Many users would never notice the difference, but if you’re running a real-time application like a VPN or videoconferencing, you’ll see the inferior quality of service in a hurry.
Stepping up to even higher bandwidth levels comes ATM, with a maximum limit of 622Mbps. Basically, if you have ATM, you should continue with it, but it’s complicated and expensive.
Fiber has become widely available (thus dropping its price), which makes Packet over Sonet (whose speed is defined by Optical Carrier) a more affordable backbone connector. Sonet (synchronous optical network) defines rate and interface connections over a fiber-optic line.
Fiber loops are indeed loops. THis means that if a line is cut, the traffic is automatically routed along another path. It also has fewer problems with interference, making it an excellent transport medium over long distances
Unfortunately, the bottom has fallen out of the Fiber market. Global Crossing, once a name that meant the future of the Internet, now struggles to survive. Still, you can get great deals on Fiber. Cogent Communications, now owners of venerable PSINet, for example, sells 100Mbps OC48 connections for a jaw-dropping $1000 a month. Of course, it’s only available in currently 21 metro areas, but still it’s amazing.
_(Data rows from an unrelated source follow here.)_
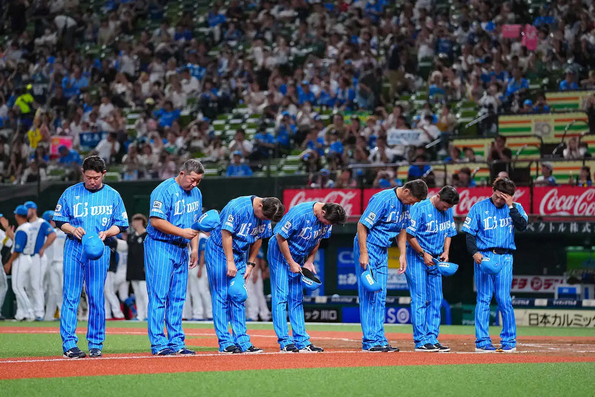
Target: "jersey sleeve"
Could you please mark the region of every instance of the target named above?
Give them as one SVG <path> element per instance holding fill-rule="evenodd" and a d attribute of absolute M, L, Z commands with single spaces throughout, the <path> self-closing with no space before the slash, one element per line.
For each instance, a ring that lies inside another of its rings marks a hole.
<path fill-rule="evenodd" d="M 17 230 L 14 233 L 14 252 L 22 252 L 27 245 L 27 233 L 24 230 Z"/>
<path fill-rule="evenodd" d="M 69 190 L 66 190 L 60 196 L 54 211 L 52 219 L 54 222 L 70 222 L 71 218 L 70 206 L 68 204 Z"/>
<path fill-rule="evenodd" d="M 465 222 L 463 223 L 463 227 L 461 229 L 463 232 L 473 235 L 474 236 L 477 233 L 480 229 L 480 215 L 477 208 L 477 207 L 474 205 L 469 210 L 469 213 L 467 214 L 467 217 L 465 218 Z"/>
<path fill-rule="evenodd" d="M 417 237 L 418 230 L 421 229 L 425 224 L 424 220 L 424 211 L 419 210 L 419 205 L 413 205 L 409 210 L 409 226 L 407 226 L 407 233 L 414 237 Z"/>
<path fill-rule="evenodd" d="M 524 218 L 525 220 L 529 221 L 529 217 L 527 216 L 527 212 L 525 212 L 525 208 L 522 208 L 522 205 L 518 202 L 515 202 L 514 203 L 514 206 L 518 210 L 519 214 L 521 214 L 521 216 Z"/>
<path fill-rule="evenodd" d="M 168 220 L 168 215 L 171 211 L 171 197 L 167 195 L 167 189 L 156 189 L 153 190 L 153 193 L 151 195 L 151 202 L 149 217 Z"/>
<path fill-rule="evenodd" d="M 112 218 L 113 224 L 121 227 L 128 227 L 128 214 L 126 213 L 126 208 L 124 207 L 122 197 L 117 192 L 115 192 L 114 201 L 115 202 L 114 203 L 114 214 Z"/>
<path fill-rule="evenodd" d="M 385 212 L 386 212 L 386 204 L 375 196 L 372 196 L 368 203 L 368 207 L 359 218 L 359 223 L 368 229 L 371 229 L 380 220 Z"/>

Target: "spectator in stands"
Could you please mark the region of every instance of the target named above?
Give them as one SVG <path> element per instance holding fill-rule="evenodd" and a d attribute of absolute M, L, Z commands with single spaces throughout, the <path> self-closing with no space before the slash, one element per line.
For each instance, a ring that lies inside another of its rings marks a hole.
<path fill-rule="evenodd" d="M 536 186 L 555 186 L 556 178 L 552 174 L 554 167 L 551 162 L 544 161 L 541 163 L 541 174 L 533 182 Z"/>
<path fill-rule="evenodd" d="M 578 89 L 578 86 L 575 80 L 576 74 L 572 69 L 566 71 L 566 77 L 560 82 L 560 91 L 575 91 Z"/>
<path fill-rule="evenodd" d="M 66 166 L 70 166 L 73 164 L 83 164 L 80 155 L 74 149 L 68 149 L 68 148 L 62 145 L 58 148 L 58 153 L 60 155 L 58 159 L 58 164 Z"/>
<path fill-rule="evenodd" d="M 580 160 L 585 158 L 587 151 L 578 147 L 578 139 L 573 136 L 568 140 L 568 145 L 562 151 L 562 156 L 567 160 Z"/>

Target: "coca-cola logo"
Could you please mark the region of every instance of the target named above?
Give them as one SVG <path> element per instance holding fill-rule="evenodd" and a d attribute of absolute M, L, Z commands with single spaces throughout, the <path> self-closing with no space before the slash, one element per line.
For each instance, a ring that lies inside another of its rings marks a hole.
<path fill-rule="evenodd" d="M 549 189 L 539 203 L 540 214 L 595 215 L 595 189 L 581 190 L 578 194 L 563 192 L 558 187 Z"/>
<path fill-rule="evenodd" d="M 292 194 L 291 192 L 288 192 L 287 193 Z M 361 212 L 359 209 L 359 201 L 353 200 L 357 195 L 357 190 L 320 190 L 317 189 L 300 190 L 291 198 L 289 204 L 286 207 L 287 207 L 287 210 L 289 210 L 289 208 L 306 201 L 336 202 L 345 208 L 345 212 L 349 217 L 352 215 L 359 214 Z M 287 198 L 286 198 L 286 202 L 287 202 Z M 354 212 L 354 208 L 357 208 L 356 212 Z"/>

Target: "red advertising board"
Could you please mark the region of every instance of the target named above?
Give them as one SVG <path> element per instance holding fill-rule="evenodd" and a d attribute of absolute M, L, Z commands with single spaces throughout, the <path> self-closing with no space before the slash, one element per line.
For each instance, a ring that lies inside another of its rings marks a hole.
<path fill-rule="evenodd" d="M 374 194 L 380 192 L 380 189 L 364 189 L 364 207 L 365 207 L 369 201 L 370 198 Z M 432 195 L 435 195 L 440 191 L 439 188 L 431 188 L 428 192 L 428 197 Z M 453 212 L 455 217 L 464 217 L 468 213 L 471 207 L 478 201 L 487 199 L 491 196 L 491 187 L 468 187 L 466 189 L 458 189 L 461 201 L 459 204 L 453 208 Z M 515 201 L 522 205 L 525 212 L 529 213 L 531 211 L 531 192 L 529 188 L 525 186 L 519 186 L 516 188 L 515 192 Z"/>
<path fill-rule="evenodd" d="M 595 216 L 595 187 L 534 187 L 533 210 L 538 215 Z"/>
<path fill-rule="evenodd" d="M 348 217 L 362 214 L 361 189 L 286 189 L 283 190 L 285 209 L 305 201 L 336 202 L 345 209 Z"/>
While Cogent can do some of this by using a simplified optical system that doesn’t use pricey ATM, you have to tread carefully anytime something that sounds to good to be true. The history of Internet connectivity is littered with ISPs and Competitive Local Exchange Carriers (CLEC)s that had connectivity offers that were too cheap to be true-or more to the point, profitable enough to keep them in business and you in Internet connectivity.
Last, but not least, is Gigabit and 10-Gigabit Ethernet. While not widely available yet, Ethernet is running on a majority of LANs, which makes it easy to connect to an Ethernet interface on the backbone. The problem is that there’s a distance limitation to Ethernet, which usually requires co-location of the routers and switches. Still, I think that these technologies will eventually play a major role in metro area network backbones. Considering the economy, though, eventually might well be 2004 or 5.